Der Deutsche Bundestag hat am Donnerstag erste Beratungen zum Gesetzentwurf des Rentenpakets von Bundesarbeitsministerin Andrea Nahles (SPD) begonnen. In Bezug auf Korrekturen bei der abschlagsfreien Rente mit 63, hatte sich Nahles vor dem Bundestag kompromissbereit gezeigt. "Ich habe keine Interesse daran, das diese Regelung ausgenutzt wird, um Frühverrentung zu fördern", sagte Nahles. Damit tritt sie genau wie die Christdemokraten gegen einen Missbrauch der Frühverrentung ein. Die Opposition im Bundestag bezeichnete deshalb das Rentenpaket als ungerecht.
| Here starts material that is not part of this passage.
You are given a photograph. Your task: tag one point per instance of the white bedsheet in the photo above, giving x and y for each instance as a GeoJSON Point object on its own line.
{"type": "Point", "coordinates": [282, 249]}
Die JuSos sogar als "löchriger Käse".

In der ersten Debatte im Bundestag verteidigte Nahles ihr Rentenprojekt: "Das Rentenpaket hat eine klare Botschaft: Wir halten Wort". Neben der abschlagsfreien Rente ab 63 für langjährig Versicherte, beinhaltet das Rentenpaket von Nahles auch eine optimierte Mütterrente für Frauen mit vor 1992 geborenen Kindern. Der Gesetzentwurf soll im Mai verabschiedet werden und bereits zum 1. Juli diesen Jahres anlaufen. Die Reformkosten werden sich alleine im Jahr 2015 auf rund zehn Milliarden Euro belaufen.  

Das Bundeskabinett hatte Ende Januar das Rentenpaket von Andrea Nahles beschlossen gehabt. Es ist ihr erstes großes Gesetztesvorhaben seit der Berufung als Arbeitsministerin in der großen Koalition.